Mais voilà, ce "Quitter Venise" m'a laissée de glace. Je n'y ai même pas retrouvé la plume si délicate et soignée qui m'avait tant plu dans mes deux autres lectures. Au fil des pages, je m'interrogeais : "Où est l'Anne Révah que j'admire".

J'ignore si le changement de maison d'édition y est pour quelque chose, mais mon impression qui croissait au fur et à mesure que j'avançais dans cette histoire était : il manque à ce livre une relecture et une correction supplémentaires. Certains éditeurs ne font pas appel aux services de correcteurs. Je le sais par des appels mystères que j'ai passés ces dernières années, justement quand un livre s'avérait mauvais au point de douter du travail éditorial...

Toujours est il que même si les premiers temps, ma lecture de "Quitter Venise" me plaisait assez, j'ai vite déchanté. L'écriture.... quand je la décortique trop, c'est que soit l'histoire ne me captive pas, soit qu'elle est trop pleine de défauts, au point de m'agacer et de m'éloigner de mon intérêt majeur : ce que les personnages me racontent, me disent, me confient...

Dans "Quitter Venise", il me semble que si l'on supprimait les verbes auxiliaires être et avoir, ainsi que vouloir et savoir, on réduirait le livre d'un tiers. Le vocabulaire usité est très limité par rapport à ce que notre belle langue française propose pour évoquer envie, désespoir, sentiments, souvenirs, joie, j'en passe et des meilleurs. Donc première déception malgré les belles envolées poétiques et lyriques qui parsèment le texte.

Certains souvenirs ou anecdoctes de la narratrice sont évoqués à plusieurs reprises, dans des termes quasiment identiques.
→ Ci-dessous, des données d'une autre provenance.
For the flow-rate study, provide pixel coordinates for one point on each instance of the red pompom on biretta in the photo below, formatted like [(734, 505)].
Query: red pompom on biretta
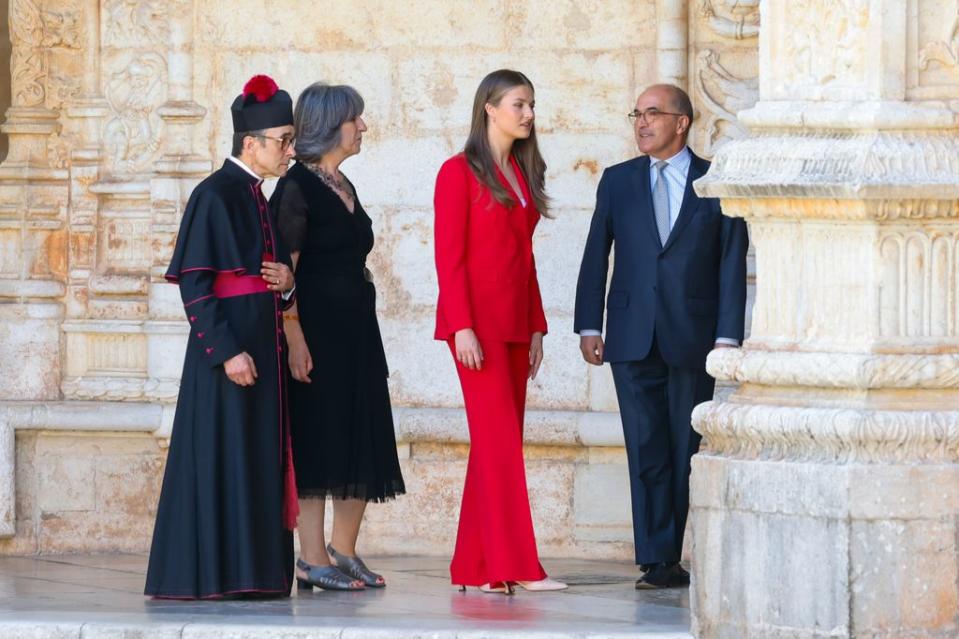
[(261, 87)]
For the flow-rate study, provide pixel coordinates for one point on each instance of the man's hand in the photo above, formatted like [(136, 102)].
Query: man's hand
[(468, 351), (241, 369), (535, 354), (278, 276), (591, 346)]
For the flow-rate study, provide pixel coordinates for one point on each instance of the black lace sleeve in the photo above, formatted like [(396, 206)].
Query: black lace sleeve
[(291, 214)]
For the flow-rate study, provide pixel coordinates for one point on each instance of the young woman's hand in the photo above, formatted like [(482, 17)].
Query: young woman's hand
[(468, 351), (535, 354)]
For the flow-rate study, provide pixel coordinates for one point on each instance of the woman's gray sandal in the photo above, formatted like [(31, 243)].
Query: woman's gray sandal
[(325, 577), (354, 567)]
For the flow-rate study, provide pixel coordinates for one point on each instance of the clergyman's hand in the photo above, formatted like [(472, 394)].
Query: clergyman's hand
[(241, 369), (591, 346)]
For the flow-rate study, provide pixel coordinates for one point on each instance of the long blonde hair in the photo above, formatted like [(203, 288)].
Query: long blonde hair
[(526, 151)]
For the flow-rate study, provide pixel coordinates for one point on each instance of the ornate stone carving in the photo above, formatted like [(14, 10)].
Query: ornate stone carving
[(32, 32), (826, 39), (859, 371), (946, 51), (723, 96), (834, 435), (853, 165), (133, 94), (136, 22), (120, 389), (881, 210), (739, 19)]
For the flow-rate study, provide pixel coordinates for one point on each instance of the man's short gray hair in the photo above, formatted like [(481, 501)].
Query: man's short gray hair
[(320, 111)]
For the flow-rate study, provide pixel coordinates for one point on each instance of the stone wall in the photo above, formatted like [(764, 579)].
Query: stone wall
[(121, 106)]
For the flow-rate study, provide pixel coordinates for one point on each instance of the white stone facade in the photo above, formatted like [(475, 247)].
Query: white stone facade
[(825, 502), (119, 107)]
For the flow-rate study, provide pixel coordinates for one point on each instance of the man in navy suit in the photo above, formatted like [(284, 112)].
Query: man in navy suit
[(678, 290)]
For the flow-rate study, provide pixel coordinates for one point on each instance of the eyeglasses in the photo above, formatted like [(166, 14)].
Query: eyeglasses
[(285, 142), (650, 115)]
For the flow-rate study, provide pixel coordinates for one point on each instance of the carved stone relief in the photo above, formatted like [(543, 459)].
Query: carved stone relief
[(33, 32), (125, 244), (738, 19), (944, 52), (135, 23), (722, 95), (133, 127), (826, 41)]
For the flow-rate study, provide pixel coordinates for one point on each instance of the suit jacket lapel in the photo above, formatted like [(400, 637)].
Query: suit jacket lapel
[(647, 218), (690, 200)]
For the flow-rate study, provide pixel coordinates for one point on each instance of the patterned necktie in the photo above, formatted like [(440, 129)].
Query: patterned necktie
[(661, 203)]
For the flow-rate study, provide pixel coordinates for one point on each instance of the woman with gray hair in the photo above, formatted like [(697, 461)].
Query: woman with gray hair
[(341, 421)]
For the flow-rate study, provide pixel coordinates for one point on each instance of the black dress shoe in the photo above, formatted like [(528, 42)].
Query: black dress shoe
[(662, 575)]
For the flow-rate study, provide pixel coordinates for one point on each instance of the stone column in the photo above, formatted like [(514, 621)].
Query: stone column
[(33, 197), (825, 500), (672, 39)]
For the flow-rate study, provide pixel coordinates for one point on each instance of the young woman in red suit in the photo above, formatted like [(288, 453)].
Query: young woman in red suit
[(488, 201)]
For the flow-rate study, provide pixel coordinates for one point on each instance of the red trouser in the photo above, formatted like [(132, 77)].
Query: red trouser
[(495, 541)]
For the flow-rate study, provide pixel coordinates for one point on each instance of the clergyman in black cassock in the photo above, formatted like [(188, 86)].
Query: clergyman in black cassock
[(228, 503)]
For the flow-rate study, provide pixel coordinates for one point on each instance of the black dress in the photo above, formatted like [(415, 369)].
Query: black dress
[(341, 423), (224, 521)]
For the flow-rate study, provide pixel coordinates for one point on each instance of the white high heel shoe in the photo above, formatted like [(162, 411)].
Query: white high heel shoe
[(543, 585)]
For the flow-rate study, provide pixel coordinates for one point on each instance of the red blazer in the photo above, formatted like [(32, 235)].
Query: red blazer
[(484, 258)]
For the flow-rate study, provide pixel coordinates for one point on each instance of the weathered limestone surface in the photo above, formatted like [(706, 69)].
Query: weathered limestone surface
[(826, 502), (120, 107)]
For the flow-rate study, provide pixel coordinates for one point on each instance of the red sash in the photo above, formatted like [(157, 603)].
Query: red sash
[(228, 284)]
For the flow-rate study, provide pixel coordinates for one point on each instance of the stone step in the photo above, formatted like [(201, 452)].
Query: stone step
[(99, 597)]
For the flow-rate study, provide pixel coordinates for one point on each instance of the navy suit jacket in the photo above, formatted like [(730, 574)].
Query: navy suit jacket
[(686, 293)]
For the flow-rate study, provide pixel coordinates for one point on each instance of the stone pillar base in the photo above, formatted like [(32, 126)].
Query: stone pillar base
[(803, 550)]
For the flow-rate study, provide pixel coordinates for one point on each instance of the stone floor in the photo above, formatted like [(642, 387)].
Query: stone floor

Redondance souhaitée par effet de style ou une fois encore, manque de relecture ?

La narratrice ne m'a pas touchée, ses problématiques médico/familiales me sont restées on ne peut plus extérieures, alors que je suis très souvent empathique.

Enfin, ce qui fait le piment de la quatrième de couv et permet de pressentir une orginalité certaine dans le sujet se révèle très secondaire, presque absent du récit. Ce n'est pas toujours un soucis, si le premier plan se montre digne d'intérêt, ce qui n'a pas été le cas, pour moi et mon humble avis, je le reprécise. Et c'est dommage, car j'aimais bien l'idée de connaitre une personne rien qu'en la suivant et en écoutant ses conversations aux terrasses de cafés etc... Je serai prête à lire un roman qui ne traiterait que de ce sujet, sans s'encombrer de souvenirs familiaux dramatiques et pénibles.

Néanmoins, les lecteurs qui connaissent la cité Vénicienne trouveront certainement dans ce livre un intérêt supplémentaire, à savoir : glisser leurs pas dans ceux de la narratrice au fil des rues, ruelles, ponts, places et se souvenir de leur voyage là-bas.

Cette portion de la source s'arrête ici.